While working on his new book, “Fotohistorias,” Ricardo Gomez found that the stories behind the pictures are often what truly give them meaning.
Gomez and co-author Sara Vannini loaned cameras to about 40 people and asked them to choose pictures that best represent their experience as migrants. They then spoke to their subjects about the pictures they chose.
“By holding the conversation about the picture, it’s kind of a shortcut to the soul, a way to talk about deep, profound things in a way that would be a lot more difficult to talk about otherwise,” Gomez says.
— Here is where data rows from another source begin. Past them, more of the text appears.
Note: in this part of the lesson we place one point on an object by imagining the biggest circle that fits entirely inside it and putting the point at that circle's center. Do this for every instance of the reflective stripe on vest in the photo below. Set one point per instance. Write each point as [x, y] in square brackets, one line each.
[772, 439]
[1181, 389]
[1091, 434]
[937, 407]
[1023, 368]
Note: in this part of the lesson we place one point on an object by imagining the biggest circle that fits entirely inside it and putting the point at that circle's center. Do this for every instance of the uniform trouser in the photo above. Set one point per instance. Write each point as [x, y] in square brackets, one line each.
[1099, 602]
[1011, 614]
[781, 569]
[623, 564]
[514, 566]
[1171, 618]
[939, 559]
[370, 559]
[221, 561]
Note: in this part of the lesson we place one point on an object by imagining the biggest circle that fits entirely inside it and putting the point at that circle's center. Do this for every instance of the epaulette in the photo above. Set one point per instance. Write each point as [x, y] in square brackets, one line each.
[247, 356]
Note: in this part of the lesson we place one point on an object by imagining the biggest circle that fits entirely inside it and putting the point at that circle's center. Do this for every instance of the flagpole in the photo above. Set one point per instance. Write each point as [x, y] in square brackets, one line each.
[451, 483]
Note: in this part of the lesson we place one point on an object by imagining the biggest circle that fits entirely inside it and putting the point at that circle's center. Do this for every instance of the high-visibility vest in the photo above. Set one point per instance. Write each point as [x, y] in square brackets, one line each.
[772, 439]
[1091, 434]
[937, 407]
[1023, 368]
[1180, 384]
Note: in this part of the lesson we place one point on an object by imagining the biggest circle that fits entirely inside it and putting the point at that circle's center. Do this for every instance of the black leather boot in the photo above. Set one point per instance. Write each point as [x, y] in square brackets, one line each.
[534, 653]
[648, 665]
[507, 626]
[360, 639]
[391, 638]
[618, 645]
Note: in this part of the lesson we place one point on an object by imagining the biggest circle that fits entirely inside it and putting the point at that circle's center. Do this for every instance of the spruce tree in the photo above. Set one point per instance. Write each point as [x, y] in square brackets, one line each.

The result is 350-plus pages of first-hand accounts and images from migrants in Seattle, at the U.S.-Mexico border, and in Colombia. The immigrant experience is an area of keen interest for Gomez, an associate professor at the University of Washington Information School. Much of his research has focused on the sharing and use of information among migrant populations, including how they use computers, mobile phones, and social networks.
“The book is a way of honoring the work of the Hispanic migrants I had been working with over the past few years doing research, but in a way that gave more voice to their voice,” Gomez says. “We valued their voice and their experience, and not just their voice, but their images, so seeing the world through their own eyes.”
Gomez tells the story of a young man pictured in front of a ramshackle home in Cali, Colombia, with trash he had collected to recycle. Where others might see hopeless poverty in the photo, the man saw it as a point of pride. It was a symbol of the fact that he could make money from recycling to feed his family.
“Many times, the conversation about the picture is not about the picture itself, it’s about the feeling that it evokes, the memories, the world view,” Gomez says. “It’s about what that picture evokes in the person, and that’s a very profound story.”
Participants are identified only by first names, and the faces of many are masked in the book to shield their identities. Their immigration status is not questioned.
“We don’t ask whether the people who are participating have legal documents. They’re human beings, they’re here, trying to make a living for themselves.”
The book steers away from academic conventions, focusing instead on the pictures and words of the migrants themselves, written in English and Spanish. Gomez’s hope is that the book puts a human face on people whose fate is a contentious political issue, giving people an understanding of the experience of those who leave their homes in search of a better life in the United States.
All proceeds from the book, published directly through Amazon, will go to support Casa Latina, which provides training, information and support to Latino immigrants living and working in the Seattle area.
At the end of the book, Gomez, a native of Colombia, turns the camera on himself.
“I’m a migrant, too,” he said. “I had a piece of paper who allowed me to do it legally, and I had the language and the education and the credentials. My experience was very different from theirs, yet I feel many of the same questions of ‘What is home?’ and ‘What is my identity?’
“The fact that we’re all migrants puts us all, in different ways, in the same boat.”